Rendering a Wireframe over the Mesh
Wireframe modifier over BMW model by Mike Pen
You may find yourself also wanting to display the mesh of the wireframe over the actual base mesh of an object. To do this, uncheck the Replace Original option under the Boundary option. If this was to be rendered as is, what you would see is that the wireframe and the object share the same material.
This can be changed by using the Material Offset option. After making a separate material in the Material Properties tab, return to the Modifier Properties tab and locate Material Offset under the Crease Edges parameter. Changing the index number will designate the material applied to the wireframe.

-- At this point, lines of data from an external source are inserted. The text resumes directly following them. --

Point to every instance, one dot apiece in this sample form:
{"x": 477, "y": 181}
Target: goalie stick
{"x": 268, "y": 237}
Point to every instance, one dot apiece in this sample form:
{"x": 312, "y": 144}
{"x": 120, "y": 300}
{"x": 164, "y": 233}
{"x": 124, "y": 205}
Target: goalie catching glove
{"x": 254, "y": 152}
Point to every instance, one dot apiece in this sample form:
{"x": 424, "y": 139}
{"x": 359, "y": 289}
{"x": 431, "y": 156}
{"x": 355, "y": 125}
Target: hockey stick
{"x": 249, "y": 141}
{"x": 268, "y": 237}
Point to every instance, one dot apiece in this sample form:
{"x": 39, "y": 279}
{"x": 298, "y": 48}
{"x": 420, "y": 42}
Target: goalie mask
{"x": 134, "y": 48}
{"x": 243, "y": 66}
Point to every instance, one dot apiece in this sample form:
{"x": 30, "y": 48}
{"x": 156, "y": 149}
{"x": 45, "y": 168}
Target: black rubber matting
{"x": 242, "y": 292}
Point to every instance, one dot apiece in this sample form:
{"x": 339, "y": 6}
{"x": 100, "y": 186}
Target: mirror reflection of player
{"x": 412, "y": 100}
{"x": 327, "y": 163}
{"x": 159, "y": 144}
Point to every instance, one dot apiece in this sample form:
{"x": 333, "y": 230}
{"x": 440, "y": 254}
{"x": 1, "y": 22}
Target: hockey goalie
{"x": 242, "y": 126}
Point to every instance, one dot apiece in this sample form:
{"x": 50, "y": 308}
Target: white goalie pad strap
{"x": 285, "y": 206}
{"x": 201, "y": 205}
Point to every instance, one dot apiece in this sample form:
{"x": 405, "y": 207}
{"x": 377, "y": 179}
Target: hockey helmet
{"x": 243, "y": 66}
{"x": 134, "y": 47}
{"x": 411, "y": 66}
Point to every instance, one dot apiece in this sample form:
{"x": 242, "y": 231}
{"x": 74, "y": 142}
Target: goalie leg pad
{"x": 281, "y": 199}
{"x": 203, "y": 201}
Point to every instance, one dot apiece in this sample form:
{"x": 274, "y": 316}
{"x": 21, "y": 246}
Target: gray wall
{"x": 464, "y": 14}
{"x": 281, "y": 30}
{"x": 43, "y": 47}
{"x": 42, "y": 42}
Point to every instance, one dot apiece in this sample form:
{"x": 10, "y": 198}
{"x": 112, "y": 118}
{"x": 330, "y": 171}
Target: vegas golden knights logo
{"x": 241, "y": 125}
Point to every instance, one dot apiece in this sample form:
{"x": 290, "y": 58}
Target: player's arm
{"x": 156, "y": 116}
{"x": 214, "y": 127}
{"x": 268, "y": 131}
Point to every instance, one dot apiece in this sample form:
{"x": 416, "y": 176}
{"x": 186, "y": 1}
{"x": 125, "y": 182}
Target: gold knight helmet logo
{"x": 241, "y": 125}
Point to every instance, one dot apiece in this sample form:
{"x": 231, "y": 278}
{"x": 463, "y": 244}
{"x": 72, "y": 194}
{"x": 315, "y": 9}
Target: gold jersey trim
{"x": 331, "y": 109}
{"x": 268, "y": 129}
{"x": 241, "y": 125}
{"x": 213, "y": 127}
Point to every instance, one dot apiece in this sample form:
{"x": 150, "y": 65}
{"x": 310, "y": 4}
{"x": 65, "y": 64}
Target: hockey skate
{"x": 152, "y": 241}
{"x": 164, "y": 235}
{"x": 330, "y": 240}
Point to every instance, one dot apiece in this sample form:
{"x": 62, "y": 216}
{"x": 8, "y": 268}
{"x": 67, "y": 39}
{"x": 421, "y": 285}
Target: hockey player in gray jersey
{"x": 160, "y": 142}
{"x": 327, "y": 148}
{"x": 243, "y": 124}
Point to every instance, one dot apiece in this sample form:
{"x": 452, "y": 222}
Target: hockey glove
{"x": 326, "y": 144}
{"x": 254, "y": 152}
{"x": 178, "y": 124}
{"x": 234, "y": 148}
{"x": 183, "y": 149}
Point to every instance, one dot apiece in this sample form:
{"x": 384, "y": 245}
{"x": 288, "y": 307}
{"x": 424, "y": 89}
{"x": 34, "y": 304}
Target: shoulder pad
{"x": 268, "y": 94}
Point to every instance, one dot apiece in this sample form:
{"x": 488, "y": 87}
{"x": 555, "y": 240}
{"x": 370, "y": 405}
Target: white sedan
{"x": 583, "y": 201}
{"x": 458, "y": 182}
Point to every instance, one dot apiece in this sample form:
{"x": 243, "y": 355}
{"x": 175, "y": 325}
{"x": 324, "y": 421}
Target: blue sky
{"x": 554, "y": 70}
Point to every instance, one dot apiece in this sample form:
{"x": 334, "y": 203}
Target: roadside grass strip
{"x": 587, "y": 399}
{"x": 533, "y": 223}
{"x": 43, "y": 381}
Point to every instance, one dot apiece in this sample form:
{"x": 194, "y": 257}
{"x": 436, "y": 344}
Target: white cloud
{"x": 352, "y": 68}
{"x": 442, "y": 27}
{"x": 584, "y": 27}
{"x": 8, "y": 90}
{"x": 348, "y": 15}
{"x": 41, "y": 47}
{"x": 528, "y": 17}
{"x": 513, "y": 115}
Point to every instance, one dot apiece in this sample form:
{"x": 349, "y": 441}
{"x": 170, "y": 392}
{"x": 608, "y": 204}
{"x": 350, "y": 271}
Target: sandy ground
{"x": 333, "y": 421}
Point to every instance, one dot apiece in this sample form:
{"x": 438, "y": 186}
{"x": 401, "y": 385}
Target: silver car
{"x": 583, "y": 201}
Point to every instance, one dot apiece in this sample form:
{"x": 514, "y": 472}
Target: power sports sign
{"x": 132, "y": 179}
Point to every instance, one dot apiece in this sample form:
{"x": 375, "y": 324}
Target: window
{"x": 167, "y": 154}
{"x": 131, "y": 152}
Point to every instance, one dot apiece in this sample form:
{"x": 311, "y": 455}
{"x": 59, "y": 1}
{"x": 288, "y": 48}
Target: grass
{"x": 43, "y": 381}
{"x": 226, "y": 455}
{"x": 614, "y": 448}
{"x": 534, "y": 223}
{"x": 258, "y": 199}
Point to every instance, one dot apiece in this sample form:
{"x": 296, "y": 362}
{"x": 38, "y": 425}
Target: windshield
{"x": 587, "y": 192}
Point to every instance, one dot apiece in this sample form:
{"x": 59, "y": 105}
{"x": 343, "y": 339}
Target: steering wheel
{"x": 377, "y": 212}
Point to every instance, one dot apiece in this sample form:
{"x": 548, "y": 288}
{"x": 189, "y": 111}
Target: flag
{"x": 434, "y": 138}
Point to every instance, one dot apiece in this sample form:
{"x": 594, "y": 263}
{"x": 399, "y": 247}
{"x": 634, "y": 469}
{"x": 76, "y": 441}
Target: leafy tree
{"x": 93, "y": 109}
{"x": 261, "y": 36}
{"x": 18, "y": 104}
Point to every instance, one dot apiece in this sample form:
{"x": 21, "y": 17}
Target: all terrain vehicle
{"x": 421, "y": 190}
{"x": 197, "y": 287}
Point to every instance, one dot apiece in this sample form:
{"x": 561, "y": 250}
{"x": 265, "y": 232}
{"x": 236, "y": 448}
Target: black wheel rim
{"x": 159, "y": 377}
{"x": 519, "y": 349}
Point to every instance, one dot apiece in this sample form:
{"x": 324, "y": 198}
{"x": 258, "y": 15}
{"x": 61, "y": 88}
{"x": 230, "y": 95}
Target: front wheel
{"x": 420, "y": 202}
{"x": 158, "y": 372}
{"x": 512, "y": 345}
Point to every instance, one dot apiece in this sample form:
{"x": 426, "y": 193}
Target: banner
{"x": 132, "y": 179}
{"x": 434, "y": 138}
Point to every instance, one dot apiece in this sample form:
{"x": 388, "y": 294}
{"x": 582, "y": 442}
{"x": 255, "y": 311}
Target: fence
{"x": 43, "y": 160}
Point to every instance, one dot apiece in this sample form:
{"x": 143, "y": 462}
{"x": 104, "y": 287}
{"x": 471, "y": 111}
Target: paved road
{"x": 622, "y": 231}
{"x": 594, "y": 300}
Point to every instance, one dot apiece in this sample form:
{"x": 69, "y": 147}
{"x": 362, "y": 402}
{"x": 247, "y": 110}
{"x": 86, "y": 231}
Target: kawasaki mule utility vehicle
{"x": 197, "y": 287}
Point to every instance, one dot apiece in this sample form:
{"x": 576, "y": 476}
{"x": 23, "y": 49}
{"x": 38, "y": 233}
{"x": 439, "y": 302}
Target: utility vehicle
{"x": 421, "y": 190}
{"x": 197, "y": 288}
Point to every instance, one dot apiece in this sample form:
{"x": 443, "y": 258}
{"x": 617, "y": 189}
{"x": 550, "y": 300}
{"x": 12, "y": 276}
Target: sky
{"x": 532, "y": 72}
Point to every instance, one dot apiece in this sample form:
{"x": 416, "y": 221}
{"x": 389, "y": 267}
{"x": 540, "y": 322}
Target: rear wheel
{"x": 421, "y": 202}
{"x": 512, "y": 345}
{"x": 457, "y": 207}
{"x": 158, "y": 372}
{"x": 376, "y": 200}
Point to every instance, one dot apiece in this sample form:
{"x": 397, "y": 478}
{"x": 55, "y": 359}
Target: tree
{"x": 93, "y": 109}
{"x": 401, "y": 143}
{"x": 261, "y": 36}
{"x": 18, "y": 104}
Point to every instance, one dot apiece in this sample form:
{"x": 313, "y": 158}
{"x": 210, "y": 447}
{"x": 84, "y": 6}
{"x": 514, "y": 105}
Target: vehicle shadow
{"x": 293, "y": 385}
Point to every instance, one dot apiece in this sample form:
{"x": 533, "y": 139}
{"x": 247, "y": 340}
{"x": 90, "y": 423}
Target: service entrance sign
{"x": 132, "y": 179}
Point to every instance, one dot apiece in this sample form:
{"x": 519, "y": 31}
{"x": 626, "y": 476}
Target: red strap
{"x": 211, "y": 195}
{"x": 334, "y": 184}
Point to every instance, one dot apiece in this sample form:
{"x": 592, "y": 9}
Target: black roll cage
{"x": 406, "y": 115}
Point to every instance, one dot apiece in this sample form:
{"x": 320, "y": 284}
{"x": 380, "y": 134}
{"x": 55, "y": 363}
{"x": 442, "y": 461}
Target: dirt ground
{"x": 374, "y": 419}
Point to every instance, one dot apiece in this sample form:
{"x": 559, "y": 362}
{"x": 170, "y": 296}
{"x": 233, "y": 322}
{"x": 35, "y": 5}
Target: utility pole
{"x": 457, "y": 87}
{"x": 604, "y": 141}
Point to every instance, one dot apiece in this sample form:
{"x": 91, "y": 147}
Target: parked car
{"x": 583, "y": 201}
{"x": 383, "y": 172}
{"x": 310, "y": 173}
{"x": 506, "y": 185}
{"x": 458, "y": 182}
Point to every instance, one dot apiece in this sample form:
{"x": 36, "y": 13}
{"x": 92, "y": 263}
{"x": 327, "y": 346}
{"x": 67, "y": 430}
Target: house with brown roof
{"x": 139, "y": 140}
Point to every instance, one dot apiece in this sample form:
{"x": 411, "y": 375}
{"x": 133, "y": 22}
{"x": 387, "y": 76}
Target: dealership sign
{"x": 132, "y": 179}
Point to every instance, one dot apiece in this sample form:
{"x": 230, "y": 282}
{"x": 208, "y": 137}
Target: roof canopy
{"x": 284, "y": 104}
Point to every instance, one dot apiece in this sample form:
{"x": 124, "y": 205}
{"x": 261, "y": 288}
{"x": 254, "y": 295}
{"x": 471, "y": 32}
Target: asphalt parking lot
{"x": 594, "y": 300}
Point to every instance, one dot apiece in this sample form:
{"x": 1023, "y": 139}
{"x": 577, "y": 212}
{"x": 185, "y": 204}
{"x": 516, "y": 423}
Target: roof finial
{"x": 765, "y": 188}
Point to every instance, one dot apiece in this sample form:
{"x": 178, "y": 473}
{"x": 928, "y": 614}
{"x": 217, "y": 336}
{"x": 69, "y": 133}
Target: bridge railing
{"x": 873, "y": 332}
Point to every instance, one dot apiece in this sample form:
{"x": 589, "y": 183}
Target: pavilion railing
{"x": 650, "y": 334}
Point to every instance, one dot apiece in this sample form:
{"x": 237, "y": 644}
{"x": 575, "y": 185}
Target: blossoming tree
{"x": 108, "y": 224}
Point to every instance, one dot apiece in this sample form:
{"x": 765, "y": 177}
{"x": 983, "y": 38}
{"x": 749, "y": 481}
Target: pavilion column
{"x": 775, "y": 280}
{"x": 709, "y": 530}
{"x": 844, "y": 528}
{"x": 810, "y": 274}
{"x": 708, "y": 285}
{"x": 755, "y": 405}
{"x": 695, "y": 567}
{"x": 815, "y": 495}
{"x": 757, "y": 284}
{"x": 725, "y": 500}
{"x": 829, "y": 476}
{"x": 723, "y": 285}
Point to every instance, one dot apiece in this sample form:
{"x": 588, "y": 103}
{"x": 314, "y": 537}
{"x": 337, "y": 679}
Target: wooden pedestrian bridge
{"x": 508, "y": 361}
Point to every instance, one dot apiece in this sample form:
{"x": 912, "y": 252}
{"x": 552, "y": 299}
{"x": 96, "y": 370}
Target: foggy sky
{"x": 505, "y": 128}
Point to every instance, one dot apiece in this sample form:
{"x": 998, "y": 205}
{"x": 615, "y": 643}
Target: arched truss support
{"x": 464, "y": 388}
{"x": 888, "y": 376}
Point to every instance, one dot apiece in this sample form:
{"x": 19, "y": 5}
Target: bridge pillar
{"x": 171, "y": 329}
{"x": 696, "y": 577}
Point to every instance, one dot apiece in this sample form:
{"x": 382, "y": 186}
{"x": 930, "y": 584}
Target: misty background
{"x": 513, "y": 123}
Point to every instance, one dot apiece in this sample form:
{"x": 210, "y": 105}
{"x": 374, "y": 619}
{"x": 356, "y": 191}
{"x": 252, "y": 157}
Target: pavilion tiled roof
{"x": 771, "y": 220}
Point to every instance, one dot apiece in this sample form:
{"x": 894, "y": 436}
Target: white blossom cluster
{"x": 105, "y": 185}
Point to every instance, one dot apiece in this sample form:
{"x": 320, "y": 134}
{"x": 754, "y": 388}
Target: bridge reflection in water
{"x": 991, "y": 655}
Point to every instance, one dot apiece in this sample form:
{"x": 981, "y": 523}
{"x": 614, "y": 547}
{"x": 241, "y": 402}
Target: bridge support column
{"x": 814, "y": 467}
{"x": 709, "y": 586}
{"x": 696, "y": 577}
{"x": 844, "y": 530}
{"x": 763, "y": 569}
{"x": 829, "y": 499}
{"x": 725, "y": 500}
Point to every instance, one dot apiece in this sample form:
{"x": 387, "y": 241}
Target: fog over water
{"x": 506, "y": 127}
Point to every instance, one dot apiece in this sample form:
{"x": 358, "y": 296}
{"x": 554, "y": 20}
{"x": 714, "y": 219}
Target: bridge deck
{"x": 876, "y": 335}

If you have multiple materials, setting the index number of the Material Offset to anything other than 0 will set the next material in line in the Material Properties to the wireframe. Upon rendering, you would see the object and wireframe have two distinct materials applied to them.
Rendering a wireframe over the mesh can be very useful when posting your work online to showcase your models in a demo reel or portfolio as it shows off the detail of your mesh.
Rendering Wireframes in Eevee
Of course, as with all Blender modifiers, the Wireframe Modifier works in both Cycles and Eevee. The issue lies with procedurally generated meshes or larger objects as Eevee doesn’t recognize Vector Displacement and may slow your real-time viewport renderer to a crawl. So, if you desire to apply the effect on a displaced object, the wireframe will not match the contour of it.
There is an easy workaround for this issue.
1. Using the UV mapping menu (press U to display) on your object, choose Reset to unwrap the mesh to its shape. When you do, you should see a UV map similar to what is displayed below.
2. Saving this UV as an image, you can take it to the Material Properties tab and make a Material node tree beginning with a Texture Coordinate node that connects to an Image Texture node from the UV to the Vector option.
3. From here, set up a Diffuse BSDF node and connect it to a Mix Shader node.
4. Set your Image Texture to connect to the Diffuse by Color and have its Alpha connect to the factor of the Mix Shader.
5. Take the Diffuse and put it into the Shader option of the Mix Shader and place a Principled BSDF Shader into the other Shader option available in the Mix Shader.
Use the example above to properly set up your node tree. Once complete, you should be able to see the mapped UV texture on your object with Eevee.